A tela infinita do Mi Mix 2, da Xiaomi.

Uma olhada nos melhores smartphones que não são vendidos no Brasil


8/12/17 às 17h00

Entre trambolhos com o novíssimo Snapdragon 845, protótipos feitos pela própria Qualcomm para apresentar os recursos do seu chip recém-anunciado, havia uma bancada em formato de prancha — pois Havaí — com alguns smartphones da geração passada, com Snapdragon 835. Foi uma boa oportunidade de ver alguns dos melhores aparelhos atualmente à venda e que não chegaram (nem chegarão) ao Brasil.

Dali, apenas o Galaxy Note 8 e o Xperia XZ1 são comercializados aqui. Os demais, não. O mais concorrido era o Razer Phone, um smartphone com ângulos retos, todo “quadradão”, que se destaca pela tela com taxa de atualização de 120 Hz, mesma frequência da do iPad Pro e, por ora, algo único em smartphones.

Detalhe da tela do Razer Phone.
Quadradão e enorme: este é o Razer Phone. Foto: Rodrigo Ghedin.

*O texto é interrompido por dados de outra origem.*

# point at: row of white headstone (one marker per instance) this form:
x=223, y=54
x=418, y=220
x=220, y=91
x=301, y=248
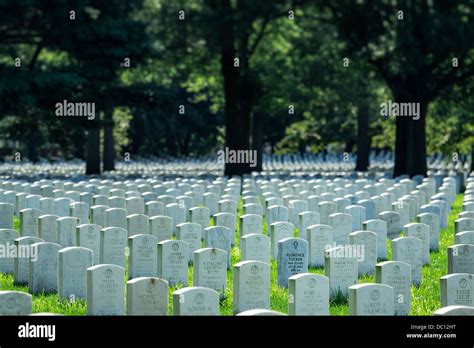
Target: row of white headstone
x=328, y=211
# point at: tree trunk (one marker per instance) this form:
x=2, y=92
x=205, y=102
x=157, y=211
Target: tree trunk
x=236, y=139
x=363, y=139
x=349, y=145
x=417, y=163
x=109, y=143
x=410, y=145
x=93, y=151
x=32, y=144
x=257, y=139
x=472, y=158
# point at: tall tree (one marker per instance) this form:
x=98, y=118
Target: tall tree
x=406, y=42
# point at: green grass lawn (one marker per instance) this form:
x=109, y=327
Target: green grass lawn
x=425, y=299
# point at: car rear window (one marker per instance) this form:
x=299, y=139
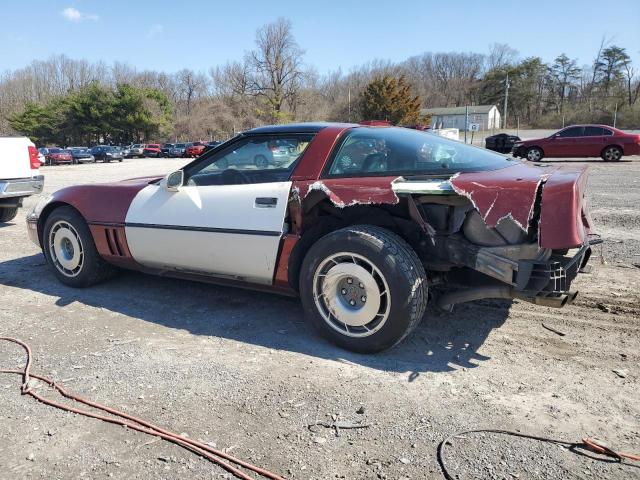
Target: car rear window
x=402, y=151
x=593, y=131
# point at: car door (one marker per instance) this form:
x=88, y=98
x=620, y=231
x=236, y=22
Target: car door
x=225, y=220
x=592, y=141
x=564, y=143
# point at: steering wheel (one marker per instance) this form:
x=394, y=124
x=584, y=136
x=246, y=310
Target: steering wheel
x=232, y=176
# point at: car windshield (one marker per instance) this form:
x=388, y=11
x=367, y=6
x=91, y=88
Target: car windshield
x=403, y=151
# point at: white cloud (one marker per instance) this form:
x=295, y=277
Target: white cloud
x=154, y=30
x=75, y=15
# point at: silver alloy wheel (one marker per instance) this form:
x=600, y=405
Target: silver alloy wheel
x=612, y=154
x=534, y=155
x=351, y=294
x=65, y=248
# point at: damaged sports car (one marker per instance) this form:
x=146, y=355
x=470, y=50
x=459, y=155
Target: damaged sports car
x=366, y=224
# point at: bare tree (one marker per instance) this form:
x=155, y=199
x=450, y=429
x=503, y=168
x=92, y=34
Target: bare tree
x=501, y=55
x=276, y=67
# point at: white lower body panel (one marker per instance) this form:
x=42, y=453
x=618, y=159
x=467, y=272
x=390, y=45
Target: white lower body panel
x=244, y=257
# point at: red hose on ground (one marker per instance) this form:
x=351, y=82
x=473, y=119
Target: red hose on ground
x=131, y=422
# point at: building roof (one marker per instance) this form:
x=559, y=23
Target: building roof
x=457, y=110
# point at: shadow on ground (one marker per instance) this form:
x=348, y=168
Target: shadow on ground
x=442, y=342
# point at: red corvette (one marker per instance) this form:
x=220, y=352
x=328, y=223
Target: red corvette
x=581, y=141
x=359, y=235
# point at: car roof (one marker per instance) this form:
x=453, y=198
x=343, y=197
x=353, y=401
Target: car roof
x=310, y=127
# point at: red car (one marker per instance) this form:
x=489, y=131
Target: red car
x=360, y=238
x=195, y=149
x=152, y=150
x=580, y=141
x=57, y=156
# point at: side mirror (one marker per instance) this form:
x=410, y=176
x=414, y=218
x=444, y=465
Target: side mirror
x=174, y=180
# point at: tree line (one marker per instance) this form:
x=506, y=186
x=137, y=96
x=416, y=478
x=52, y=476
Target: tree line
x=61, y=100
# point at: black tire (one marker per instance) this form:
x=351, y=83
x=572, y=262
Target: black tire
x=93, y=268
x=534, y=154
x=8, y=213
x=611, y=154
x=399, y=267
x=261, y=161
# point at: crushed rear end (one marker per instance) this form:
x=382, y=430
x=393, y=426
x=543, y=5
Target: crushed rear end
x=518, y=232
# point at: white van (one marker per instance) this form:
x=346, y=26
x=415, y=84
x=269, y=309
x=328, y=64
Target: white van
x=19, y=174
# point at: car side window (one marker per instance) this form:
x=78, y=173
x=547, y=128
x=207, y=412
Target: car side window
x=252, y=159
x=593, y=131
x=571, y=132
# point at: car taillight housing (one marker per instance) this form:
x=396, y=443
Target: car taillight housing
x=34, y=161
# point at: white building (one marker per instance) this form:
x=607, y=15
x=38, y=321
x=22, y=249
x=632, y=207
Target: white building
x=487, y=116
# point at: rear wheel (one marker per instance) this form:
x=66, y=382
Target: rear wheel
x=7, y=214
x=363, y=288
x=69, y=248
x=611, y=154
x=534, y=154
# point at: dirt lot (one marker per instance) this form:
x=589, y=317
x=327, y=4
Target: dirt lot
x=242, y=370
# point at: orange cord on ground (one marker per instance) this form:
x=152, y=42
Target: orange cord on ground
x=215, y=456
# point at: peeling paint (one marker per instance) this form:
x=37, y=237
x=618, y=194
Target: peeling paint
x=346, y=192
x=507, y=194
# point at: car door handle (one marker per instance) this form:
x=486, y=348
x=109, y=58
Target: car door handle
x=266, y=202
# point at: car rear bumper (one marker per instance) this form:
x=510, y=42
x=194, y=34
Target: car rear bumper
x=21, y=187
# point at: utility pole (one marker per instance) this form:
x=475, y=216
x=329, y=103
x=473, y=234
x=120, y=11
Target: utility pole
x=506, y=100
x=466, y=122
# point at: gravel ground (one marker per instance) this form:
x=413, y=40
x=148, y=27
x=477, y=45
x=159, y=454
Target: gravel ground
x=241, y=369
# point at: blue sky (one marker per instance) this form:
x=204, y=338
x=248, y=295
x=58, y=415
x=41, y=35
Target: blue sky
x=197, y=34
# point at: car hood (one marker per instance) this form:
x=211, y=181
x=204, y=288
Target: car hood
x=103, y=202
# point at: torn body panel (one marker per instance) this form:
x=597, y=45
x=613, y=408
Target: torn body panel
x=344, y=192
x=514, y=193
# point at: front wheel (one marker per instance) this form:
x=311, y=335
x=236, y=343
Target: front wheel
x=69, y=249
x=534, y=154
x=363, y=287
x=612, y=154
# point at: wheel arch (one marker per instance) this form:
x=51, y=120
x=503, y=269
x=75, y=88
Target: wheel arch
x=617, y=145
x=47, y=211
x=529, y=147
x=323, y=217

A imprensa especializada fez bastante barulho por conta desse recurso. Nas configurações, é possível alterar a taxa livremente, dos 90 Hz (padrão) para menos ou o máximo (120 Hz, que consome mais energia). É notável a diferença: a rolagem de tela não distorce os textos. Mas não é uma mudança tão grande quanto a leitura de análises do Razer Phone e do iPad Pro sugere.

Muitos desses textos dizem que é difícil voltar a um smartphone convencional, com taxa de atualização a 60 Hz. Talvez seja após um período maior que os poucos minutos que tive ali para usá-lo. Ou talvez não. Se não, é o tipo de tecnologia que é legal ter, mas que não justifica a compra de um novo.

Detalhe na parte superior da tela do Mi Mix 2, da Xiaomi.
A tela infinita do Mi Mix 2 é linda. Foto: Rodrigo Ghedin.

Outro que se destaca é o Mi Mix 2, da Xiaomi. Em 2016, o modelo anterior dessa linha inaugurou a onda de “telas infinitas”, ou seja, praticamente sem bordas frontais. Ele é, de fato, muito bonito. Essa beleza aparenta cobrar poucos comprometimentos, sendo o mais óbvio deles a câmera frontal na borda inferior, uma posição bem esquisita.

A tela infinita aparece também no Pixel 2 XL, do Google, e no OnePlus 5T, do conglomerado chinês BBK. Elas trazem pelo menos um benefício real, que é o de diminuir o tamanho físico dos smartphones mantendo as telas enormes. E são lindas.

Detalhe do OnePlus 5T.
A OnePlus faz smartphones potentes, discretos e funcionais. Foto: Rodrigo Ghedin.

A outra vantagem é competitiva e de percepção. Quase toda a indústria se mexeu para lançar celulares do tipo em 2017; as fabricantes que não acompanharam, caso da HMD Global e seu Nokia 8 (também exposto ali), ficaram com produtos com cara de “antigo”.

De qualquer forma, seu Galaxy S7 ou iPhone 7 não precisa ser trocado porque o ganho que as telas infinitas trazem é marginal. Quando chegar a hora de trocar de aparelho por outros motivos, é bem provável que o mercado já esteja inundado de modelos com telas infinitas e isso deixará de ser um fator de decisão.

Estar em contato com tantos aparelhos de ponta ao mesmo tempo reforçou a sensação de que nunca estivemos tão bem servidos pelas empresas e que a escolha entre um e outro passa aspectos mais subjetivos do que objetivos. O maior risco que se corre é o de acabar com uma unidade defeituosa, um cenário anormalmente comum com o Pixel 2 XL.

Pixel 2 XL com a tela ligada.
Esta unidade, pelo menos, aparentemente estava sem problemas. Foto: Rodrigo Ghedin.
Detalhe da câmera do Pixel 2 Xl.
Mesmo com uma câmera, o Pixel 2 XL faz bonito em fotografia. Foto: Rodrigo Ghedin.

Gosta de iOS? Qualquer iPhone à venda te satisfará. Quer uma câmera sensacional? Pelo menos quatro smartphones oferecem câmeras incríveis com diferenças em pós-processamento — ou seja, gosto pessoal. Por fim, você confia na tradição das empresas veteranas do ramo como Apple e Samsung; nas novatas, caso da Razer; ou está disposto a apostar no desconhecido e aproveitar o custo-benefício imbatível de chinesas como a Xiaomi?

Rodrigo Ghedin viajou a Maui, Havaí, a convite da Qualcomm e segurou seu celular por quase 10 minutos apontando para o horizonte a fim de registrar um timelapse do pôr do Sol no Pacífico.